Akibatnya, rantai sejarah keberadaan wilayah ini dapat dikatakan hilang sama sekali. Setelah tahun 1579, tidak ada keterangan tertulis lagi mengenai peristiwa
yang terjadi di wilayah tersebut Missing Link sampai adanya ekspedisi oleh Scipio dan rombongannya pada tahun 1687, Adolf Winkler pada tahun 1690
dan Abrahan Van Riebeck pada tahun 1703, 1704, dan 1709. Dari laporan- laporan ekspedisi tersebut diketahui beberapa batas kerajaan Pakuan
Pajajaran, seperti bahwa wilayah alun-alun Empang ternyata merupakan alun-alun bekas luar jaman Pakuan, dan letak- letak gerbang masuk kerajaan Sarilestari,
2009. Kondisi Fisik Masa Kerajaan Pakuan-Padjajaran :
Wilayah ini diapit oleh Sungai Cisadane dan Sungai Cipakancilan. Sungai Cisadane, Cipakancilan, dan Ciliwung sudah ada sejak masa kerajaan, dimana
Sungai Cipakancilan menjadi bagian utama dari kerajaan tersebut Wibisono, 2012. Komponen fisik kota yang terdapat dalam Pakuan terletak di dalam dan di
luar benteng Pakuan.
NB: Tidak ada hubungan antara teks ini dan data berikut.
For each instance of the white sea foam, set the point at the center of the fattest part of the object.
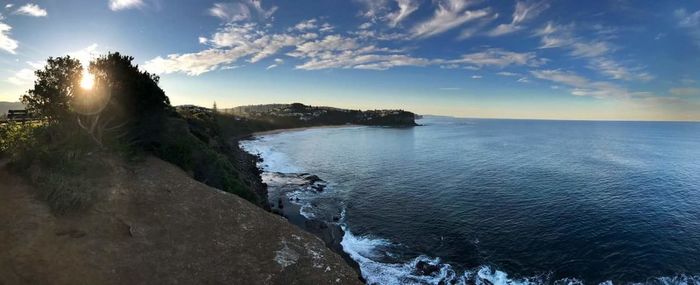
(273, 160)
(367, 250)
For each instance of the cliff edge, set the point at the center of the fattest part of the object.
(153, 224)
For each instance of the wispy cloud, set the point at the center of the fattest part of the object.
(241, 10)
(406, 8)
(32, 10)
(617, 71)
(117, 5)
(598, 53)
(449, 14)
(499, 58)
(581, 86)
(685, 91)
(7, 43)
(278, 62)
(390, 11)
(524, 11)
(690, 22)
(22, 77)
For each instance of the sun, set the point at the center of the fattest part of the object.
(87, 81)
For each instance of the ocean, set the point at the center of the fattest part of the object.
(480, 201)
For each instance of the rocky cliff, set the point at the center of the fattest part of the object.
(153, 224)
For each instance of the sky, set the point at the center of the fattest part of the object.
(539, 59)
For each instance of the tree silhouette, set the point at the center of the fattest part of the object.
(135, 99)
(56, 85)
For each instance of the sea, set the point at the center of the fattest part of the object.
(486, 201)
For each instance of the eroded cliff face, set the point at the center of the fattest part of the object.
(156, 225)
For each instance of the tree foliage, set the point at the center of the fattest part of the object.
(56, 85)
(135, 100)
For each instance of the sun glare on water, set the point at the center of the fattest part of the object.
(87, 81)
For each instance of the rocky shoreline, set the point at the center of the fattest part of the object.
(282, 202)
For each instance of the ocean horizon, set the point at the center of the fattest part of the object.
(501, 201)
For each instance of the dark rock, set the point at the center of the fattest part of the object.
(426, 269)
(312, 178)
(319, 187)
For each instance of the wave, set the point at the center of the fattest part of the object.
(273, 160)
(367, 250)
(372, 253)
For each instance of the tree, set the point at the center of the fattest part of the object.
(135, 99)
(56, 84)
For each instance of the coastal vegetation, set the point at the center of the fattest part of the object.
(87, 117)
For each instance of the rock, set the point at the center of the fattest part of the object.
(312, 178)
(318, 187)
(426, 269)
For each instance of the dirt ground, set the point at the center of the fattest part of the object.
(156, 225)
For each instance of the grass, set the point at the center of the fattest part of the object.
(62, 164)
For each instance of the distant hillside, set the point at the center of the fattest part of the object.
(4, 106)
(300, 115)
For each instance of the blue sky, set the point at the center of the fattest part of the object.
(607, 59)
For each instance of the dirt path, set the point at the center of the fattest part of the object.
(155, 225)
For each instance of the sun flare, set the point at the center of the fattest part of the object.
(87, 81)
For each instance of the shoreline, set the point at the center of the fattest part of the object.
(277, 131)
(279, 203)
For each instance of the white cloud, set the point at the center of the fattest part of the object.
(235, 42)
(506, 73)
(685, 91)
(617, 71)
(383, 10)
(590, 49)
(448, 15)
(365, 26)
(598, 53)
(116, 5)
(278, 62)
(6, 43)
(87, 54)
(22, 77)
(228, 45)
(31, 10)
(406, 8)
(524, 11)
(306, 25)
(581, 86)
(528, 10)
(690, 22)
(687, 20)
(241, 10)
(504, 29)
(498, 58)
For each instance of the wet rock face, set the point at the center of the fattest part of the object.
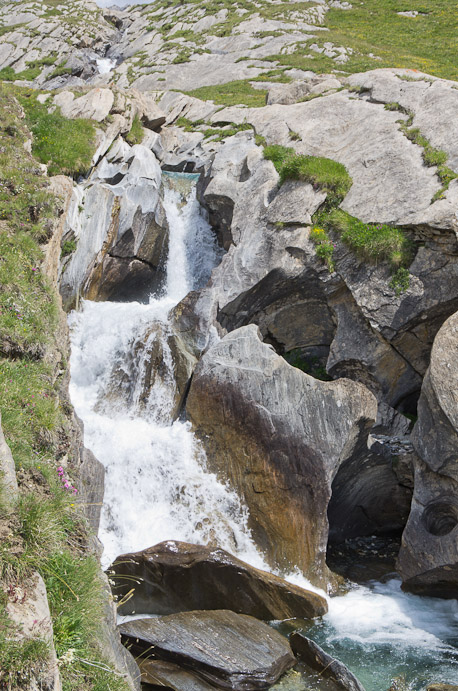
(120, 254)
(318, 660)
(428, 560)
(176, 576)
(373, 497)
(230, 651)
(279, 437)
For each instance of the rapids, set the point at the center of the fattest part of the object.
(157, 486)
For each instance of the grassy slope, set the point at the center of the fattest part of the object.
(45, 531)
(426, 42)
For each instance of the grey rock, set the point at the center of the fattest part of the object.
(230, 651)
(28, 608)
(95, 105)
(295, 203)
(428, 560)
(433, 101)
(318, 660)
(365, 138)
(175, 576)
(279, 437)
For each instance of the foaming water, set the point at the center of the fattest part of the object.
(158, 488)
(382, 633)
(157, 485)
Elemen kota yang terdapat di dalam benteng yaitu Keraton dan Alun-alun dalam Kotaraja. Keraton Kerajaan Pajajaran merupakan bangunan
megah, indah, dan dihiasi oleh 330 tiang kayu dengan tinggi ± 9,14 m. Keraton ini terletak di sekitar Batutulis, yaitu dimulai dari Jalan Batutulis sebelah barat,
Gang Amil sebelah selatan, bekas parit yang telah menjadi perumahan saat ini sebelah timur, dan Benteng Batu yang ditemukan oleh Scipio 1687 sebelum
tempat prasasti Batutulis sebelah utara bagian selatan Gang Balekambang Sarilestari, 2009.
Sedangkan elemen kota yang terdapat di luar benteng diantaranya Bukit Badigul, Tajur Agung, dan Alun-alun luar Kotaraja. Pada masa tersebut,
alun-alun luar memiliki fungsi sebagai medan latihan keprajuritan bagi para laskar Pajajaran. Seluruh kegiatan acara keramaian umum di luar protokol
juga dilaksanakan di alun-alun ini. Lalu pada akhirnya alun-alun tersebut menjadi palagan medan pertempuran saat melawan laskar Banten yang ingin
menguasai wilayah Pajajaran di Pajajaran ditahun 1579 Danasasmita 1983 dalam Wibisono 2012.